Иногда воеводы, прежде чем принимали на себя службу, как бы торговались с правительством и наперед вступали с ним в условия, на которых служить ему готовы, например, кн. А. Хилков, М. Кашин и М. Салтыкове били челом об указе, что если грамоты будут приходить к одному кн. Трубецкому, то мы на службу готовы, а если к Трубецкому и Хворостинину вместе (т.е. на имя обоих.— Д. В.), то им быть невместно {Там же, стр. 75.}.
Нередко местничество ‘прямо оспаривало письменные акты и царские грамоты потому только, что они противоречили ему, так, например, при Годунове подлинная невместная грамота, данная Грозным, была обвинена воровской, несмотря на скрепы и дьячью подпись, и дьяк Щелкалов, вызванный решить подлинность ее, отвечал справедливо или нет: что такой не довелось дати, а поднес который подьячий во многих делах и подписал де он за неведы {Там же, стр. 19.}. Мы у же упоминали о неповиновении воевод указам царским и о вреде, проистекавшем от этого неповиновения: но местнические счеты происходили не в одних полках, а также и при дворе, где, разумеется, упорство местников имело следствия больше смешные, чем вредные. Так Котошихин описывает упрямство местников: Царь велит посадити за стол сильно… и он под ним не сидит, а выбивается из за стола вон… и кричит: хотя де Царь ему велит голову отсечь, а ему под тем не сидеть, и спустится под стол и пр. Всего замечательнее в этом отношении дело князя Козловского, который уже после уничтожения местничества, при царе Петре, не хотел сидеть под Нарышкиным и отговаривался болезнью от царского стола.
Велено было быть к Царскому столу кн. Козловскому и два раза посылан за ним дьяк, но он не поехал, а в третий раз послан дьяк и велено, взяв у него карету, привесть неволею. Но Козловский вновь отказался за болезнью и был в черном платье и на дворе у него кареты и лошадей не сыскано, и тогда велено было за непослушание привести его в простой телеге. И привезен он был к Красному крыльцу и говорено ему было, чтобы он шел вверх, но он не пошел и снова два раза посылан был за ним разрядный дьяк, он же на верх итти за болезнью вновь отказался и черного платья с себя не сложил. И тогда, по Государеву указу, из телеги был взят и отнесен в Патриаршу крестовую и лежал на полу многое время и у стола не сидел, и велено было его за стол посадить неволею, и он за столом о себе не сидел, а держали его разрядные подьячие {Исслед. Валуева, стр. 139.}.

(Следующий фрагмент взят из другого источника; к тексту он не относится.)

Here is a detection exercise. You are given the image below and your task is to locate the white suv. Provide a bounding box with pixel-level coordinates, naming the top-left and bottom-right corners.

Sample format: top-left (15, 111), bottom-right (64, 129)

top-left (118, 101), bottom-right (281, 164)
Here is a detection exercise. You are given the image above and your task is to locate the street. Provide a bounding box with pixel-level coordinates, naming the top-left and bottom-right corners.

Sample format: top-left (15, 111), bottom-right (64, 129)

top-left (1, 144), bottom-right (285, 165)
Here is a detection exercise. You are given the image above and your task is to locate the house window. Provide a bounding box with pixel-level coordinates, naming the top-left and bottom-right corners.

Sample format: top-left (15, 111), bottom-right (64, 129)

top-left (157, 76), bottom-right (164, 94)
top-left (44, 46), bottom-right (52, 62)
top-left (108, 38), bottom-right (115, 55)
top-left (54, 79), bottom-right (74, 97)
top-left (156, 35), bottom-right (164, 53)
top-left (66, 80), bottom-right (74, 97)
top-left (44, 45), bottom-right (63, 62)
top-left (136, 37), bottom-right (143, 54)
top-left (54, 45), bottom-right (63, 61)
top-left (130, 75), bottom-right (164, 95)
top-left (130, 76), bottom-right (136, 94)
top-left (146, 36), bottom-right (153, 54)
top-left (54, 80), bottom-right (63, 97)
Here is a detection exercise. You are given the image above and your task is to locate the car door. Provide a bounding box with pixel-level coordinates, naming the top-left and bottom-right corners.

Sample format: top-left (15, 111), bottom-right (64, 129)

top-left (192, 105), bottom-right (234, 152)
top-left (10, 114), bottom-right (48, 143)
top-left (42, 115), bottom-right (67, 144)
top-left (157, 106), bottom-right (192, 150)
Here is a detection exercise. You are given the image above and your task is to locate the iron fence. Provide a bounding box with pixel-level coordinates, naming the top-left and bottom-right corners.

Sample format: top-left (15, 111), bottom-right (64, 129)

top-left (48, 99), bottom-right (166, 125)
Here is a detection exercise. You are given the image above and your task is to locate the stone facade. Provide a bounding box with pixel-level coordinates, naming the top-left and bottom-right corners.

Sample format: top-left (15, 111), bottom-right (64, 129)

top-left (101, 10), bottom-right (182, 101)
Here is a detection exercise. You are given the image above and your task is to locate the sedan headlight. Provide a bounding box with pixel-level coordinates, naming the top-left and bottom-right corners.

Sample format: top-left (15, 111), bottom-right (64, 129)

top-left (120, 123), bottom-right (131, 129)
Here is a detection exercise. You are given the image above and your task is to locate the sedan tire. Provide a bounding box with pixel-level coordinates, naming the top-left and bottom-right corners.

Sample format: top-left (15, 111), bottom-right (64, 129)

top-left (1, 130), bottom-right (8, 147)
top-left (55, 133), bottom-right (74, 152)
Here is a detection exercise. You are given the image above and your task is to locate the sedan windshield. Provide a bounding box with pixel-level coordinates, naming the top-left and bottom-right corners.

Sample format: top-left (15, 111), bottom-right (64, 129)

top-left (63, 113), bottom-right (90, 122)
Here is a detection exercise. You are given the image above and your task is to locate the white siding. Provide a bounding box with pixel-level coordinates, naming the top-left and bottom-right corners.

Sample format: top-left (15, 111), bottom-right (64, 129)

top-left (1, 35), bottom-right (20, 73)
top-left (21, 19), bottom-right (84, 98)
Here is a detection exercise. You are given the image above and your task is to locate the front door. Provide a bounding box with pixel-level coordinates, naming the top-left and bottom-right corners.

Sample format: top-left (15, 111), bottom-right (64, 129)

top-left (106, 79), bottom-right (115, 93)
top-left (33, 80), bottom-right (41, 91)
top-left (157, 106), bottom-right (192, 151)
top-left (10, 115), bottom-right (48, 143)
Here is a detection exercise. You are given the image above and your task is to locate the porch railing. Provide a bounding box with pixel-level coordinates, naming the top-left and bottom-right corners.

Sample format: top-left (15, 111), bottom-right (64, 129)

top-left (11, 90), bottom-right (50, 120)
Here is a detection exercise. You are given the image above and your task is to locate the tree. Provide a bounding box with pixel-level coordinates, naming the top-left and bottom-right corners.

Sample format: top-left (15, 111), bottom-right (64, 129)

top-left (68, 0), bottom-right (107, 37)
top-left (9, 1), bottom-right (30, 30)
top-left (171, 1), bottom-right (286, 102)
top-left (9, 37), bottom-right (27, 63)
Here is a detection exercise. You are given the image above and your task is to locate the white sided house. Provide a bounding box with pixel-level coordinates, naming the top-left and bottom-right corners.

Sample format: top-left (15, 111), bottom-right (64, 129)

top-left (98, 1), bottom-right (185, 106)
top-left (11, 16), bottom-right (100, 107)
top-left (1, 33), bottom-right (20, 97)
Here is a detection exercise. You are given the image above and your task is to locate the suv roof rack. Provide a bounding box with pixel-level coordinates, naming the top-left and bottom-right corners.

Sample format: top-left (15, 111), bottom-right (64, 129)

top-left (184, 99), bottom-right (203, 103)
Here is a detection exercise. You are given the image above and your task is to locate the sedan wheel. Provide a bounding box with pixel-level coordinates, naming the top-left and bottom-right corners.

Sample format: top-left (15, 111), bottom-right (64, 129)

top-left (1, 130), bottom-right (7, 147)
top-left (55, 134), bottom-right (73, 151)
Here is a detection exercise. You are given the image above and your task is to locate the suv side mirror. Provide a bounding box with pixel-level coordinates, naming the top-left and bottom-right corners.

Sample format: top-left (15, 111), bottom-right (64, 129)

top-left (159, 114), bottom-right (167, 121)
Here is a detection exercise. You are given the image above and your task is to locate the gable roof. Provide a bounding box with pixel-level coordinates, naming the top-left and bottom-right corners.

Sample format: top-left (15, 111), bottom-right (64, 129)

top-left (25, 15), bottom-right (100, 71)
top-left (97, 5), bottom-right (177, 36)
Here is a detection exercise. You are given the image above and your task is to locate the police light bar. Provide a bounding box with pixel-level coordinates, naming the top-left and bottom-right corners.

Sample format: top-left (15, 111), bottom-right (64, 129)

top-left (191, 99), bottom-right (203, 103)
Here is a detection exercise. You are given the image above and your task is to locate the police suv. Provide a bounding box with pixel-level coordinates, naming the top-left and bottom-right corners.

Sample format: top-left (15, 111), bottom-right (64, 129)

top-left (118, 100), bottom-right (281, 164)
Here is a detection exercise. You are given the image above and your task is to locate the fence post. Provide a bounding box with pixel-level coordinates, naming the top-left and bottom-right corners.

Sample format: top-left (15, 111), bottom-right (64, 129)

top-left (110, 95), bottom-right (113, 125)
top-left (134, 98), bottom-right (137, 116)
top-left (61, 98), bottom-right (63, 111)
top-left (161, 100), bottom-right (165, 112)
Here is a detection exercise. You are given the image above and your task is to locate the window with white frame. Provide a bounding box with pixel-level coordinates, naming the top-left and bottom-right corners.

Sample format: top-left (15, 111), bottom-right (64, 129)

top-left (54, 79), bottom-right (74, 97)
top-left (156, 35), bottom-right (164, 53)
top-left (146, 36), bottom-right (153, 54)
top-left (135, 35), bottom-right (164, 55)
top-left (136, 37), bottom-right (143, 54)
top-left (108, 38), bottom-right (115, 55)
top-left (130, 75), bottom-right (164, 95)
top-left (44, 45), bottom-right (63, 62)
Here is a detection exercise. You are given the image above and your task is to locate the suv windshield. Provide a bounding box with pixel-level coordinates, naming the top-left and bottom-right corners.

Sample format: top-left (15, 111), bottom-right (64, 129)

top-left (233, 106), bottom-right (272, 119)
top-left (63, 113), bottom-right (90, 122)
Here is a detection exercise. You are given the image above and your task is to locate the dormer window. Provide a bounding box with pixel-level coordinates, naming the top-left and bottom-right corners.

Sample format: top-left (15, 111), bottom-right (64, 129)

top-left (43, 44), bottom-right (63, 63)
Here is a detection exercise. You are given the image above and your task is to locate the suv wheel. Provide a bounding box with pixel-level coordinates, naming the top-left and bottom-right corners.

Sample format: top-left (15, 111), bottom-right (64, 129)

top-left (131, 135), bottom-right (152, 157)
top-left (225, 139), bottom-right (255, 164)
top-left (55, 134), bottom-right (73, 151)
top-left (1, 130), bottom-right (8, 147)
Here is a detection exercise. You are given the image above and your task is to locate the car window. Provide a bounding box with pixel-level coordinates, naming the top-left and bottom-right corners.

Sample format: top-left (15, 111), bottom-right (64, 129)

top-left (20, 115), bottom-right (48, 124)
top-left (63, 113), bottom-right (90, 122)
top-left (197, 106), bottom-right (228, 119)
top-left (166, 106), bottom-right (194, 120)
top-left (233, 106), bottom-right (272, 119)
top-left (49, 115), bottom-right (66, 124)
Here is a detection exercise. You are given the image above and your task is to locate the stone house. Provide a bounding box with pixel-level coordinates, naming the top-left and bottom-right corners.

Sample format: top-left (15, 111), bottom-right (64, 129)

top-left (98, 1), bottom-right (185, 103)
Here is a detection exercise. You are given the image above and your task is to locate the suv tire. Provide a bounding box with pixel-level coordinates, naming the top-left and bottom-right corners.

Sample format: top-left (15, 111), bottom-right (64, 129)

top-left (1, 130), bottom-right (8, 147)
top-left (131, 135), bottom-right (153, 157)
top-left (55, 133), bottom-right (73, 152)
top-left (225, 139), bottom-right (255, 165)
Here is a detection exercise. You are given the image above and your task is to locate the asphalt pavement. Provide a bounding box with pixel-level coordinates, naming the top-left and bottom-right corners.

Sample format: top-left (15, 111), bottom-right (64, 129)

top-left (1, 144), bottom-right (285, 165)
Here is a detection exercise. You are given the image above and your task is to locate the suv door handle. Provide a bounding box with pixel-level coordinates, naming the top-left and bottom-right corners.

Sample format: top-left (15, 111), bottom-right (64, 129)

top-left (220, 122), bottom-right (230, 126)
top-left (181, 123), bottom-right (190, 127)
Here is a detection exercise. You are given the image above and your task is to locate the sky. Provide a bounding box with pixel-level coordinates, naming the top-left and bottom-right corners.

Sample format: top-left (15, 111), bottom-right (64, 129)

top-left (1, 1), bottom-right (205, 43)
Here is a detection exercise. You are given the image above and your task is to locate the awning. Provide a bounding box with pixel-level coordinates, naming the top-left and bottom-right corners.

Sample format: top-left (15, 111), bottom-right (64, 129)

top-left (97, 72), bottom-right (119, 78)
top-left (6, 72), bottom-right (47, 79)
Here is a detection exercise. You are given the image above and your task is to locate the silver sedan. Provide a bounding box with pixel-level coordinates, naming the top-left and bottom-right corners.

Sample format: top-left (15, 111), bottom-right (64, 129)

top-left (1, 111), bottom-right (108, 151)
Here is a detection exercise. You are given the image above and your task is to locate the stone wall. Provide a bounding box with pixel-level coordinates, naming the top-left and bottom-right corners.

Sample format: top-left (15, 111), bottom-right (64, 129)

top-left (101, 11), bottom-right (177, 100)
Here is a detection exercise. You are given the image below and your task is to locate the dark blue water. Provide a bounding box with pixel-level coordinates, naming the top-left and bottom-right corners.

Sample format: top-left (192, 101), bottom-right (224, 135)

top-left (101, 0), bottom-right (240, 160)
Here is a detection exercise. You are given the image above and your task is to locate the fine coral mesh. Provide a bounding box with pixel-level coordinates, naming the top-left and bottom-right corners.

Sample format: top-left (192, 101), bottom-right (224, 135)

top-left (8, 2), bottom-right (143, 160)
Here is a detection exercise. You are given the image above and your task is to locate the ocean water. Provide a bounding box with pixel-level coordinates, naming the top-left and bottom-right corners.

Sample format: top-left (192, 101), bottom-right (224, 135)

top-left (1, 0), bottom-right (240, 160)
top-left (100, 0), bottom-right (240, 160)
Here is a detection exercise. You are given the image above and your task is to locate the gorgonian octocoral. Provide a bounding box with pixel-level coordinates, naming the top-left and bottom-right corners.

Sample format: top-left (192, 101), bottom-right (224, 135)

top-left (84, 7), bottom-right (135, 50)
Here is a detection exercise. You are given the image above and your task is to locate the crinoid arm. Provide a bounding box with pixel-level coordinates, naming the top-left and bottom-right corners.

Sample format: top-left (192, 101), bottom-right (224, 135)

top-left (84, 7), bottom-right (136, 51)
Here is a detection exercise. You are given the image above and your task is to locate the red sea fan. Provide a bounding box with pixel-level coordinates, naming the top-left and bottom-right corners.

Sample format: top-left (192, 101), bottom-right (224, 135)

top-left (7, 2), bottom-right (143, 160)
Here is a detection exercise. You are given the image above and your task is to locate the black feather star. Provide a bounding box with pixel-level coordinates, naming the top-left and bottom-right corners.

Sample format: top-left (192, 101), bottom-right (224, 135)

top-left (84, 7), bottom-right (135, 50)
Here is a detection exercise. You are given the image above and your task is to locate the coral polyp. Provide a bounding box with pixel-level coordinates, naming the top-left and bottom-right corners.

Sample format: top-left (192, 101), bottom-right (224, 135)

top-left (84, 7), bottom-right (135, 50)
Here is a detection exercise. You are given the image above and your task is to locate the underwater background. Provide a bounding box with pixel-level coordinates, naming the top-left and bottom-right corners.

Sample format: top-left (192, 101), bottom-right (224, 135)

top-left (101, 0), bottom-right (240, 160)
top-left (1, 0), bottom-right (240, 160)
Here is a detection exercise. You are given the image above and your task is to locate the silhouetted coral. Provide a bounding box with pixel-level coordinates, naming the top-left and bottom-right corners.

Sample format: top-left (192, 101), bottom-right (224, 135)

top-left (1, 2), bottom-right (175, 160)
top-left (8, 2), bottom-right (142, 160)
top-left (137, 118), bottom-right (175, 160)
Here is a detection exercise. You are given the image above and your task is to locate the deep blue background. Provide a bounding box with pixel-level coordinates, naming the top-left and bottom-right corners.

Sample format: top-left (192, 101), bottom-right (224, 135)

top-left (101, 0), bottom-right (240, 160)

Бывали примеры, что бояре, проигравшие свое дело по местничеству, хотели постричься, и царь принужден был давать им правую грамоту {Там же, стр. 36.}.
Как же могли противодействовать великие князья и цари такой могущественной форме отношений? Любопытно взглянуть на средства, употребляемые государями для нарушения местнического порядка в пользу лиц, которых они хотели возвысить. В дворцовых записках читаем следующий случай {Там же, стр. 108.}: При Василье Ив. Шуйском Иван Пушкин, меньшой в роде бил челом на Д. М. Пожарского, но суд не был вершен. Ц. Мих. Феод, велел, при своем венце Гавриле Пушкину, высшему родичу сказать боярство Д. М. Пожарскому, но Гаврила отвечал, что ему невместно, что их родители меньши Пожарских не бывали и что доселе еще суд невершон с меньшим его родичем, но Государь указал для своего Царского венца во всяких чинах быть без мест, и тогда Гаврило боярство сказывал. 15 лет спустя Борис Пушкин, племянник Гаврилы, бил снова челом на Д. М. Пожарского, но был за бесчестье послан в тюрьму, потому что при Царе Вас. Ив. Пушкин был меньше Д. Пожарского, да и дядя твой сказывал боярство Пожарскому, а были без мест для Царского венца, а не для его челобитья. Обыкновенно же царь, повышая своих любимцев, употреблял следующие средства: или не давал вершения суду, или отставлял противника, или объявлял службу невместной.
Валуев, рассмотрев каждое царствование отдельно, дал нам возможность видеть поведение каждого из московских государей относительно местничества. Прежде всего обращает на себя наше внимание царствование Иоанна IV. В 1550 году царь уничтожил местнические счеты князей, детей боярских и больших дворян с воеводами, объявлено, что служба их не будет порукою для их будущих счетов в отечестве, когда они сами будут в сане воевод и случится им быть вместе с теми же воеводами, под которыми прежде служили.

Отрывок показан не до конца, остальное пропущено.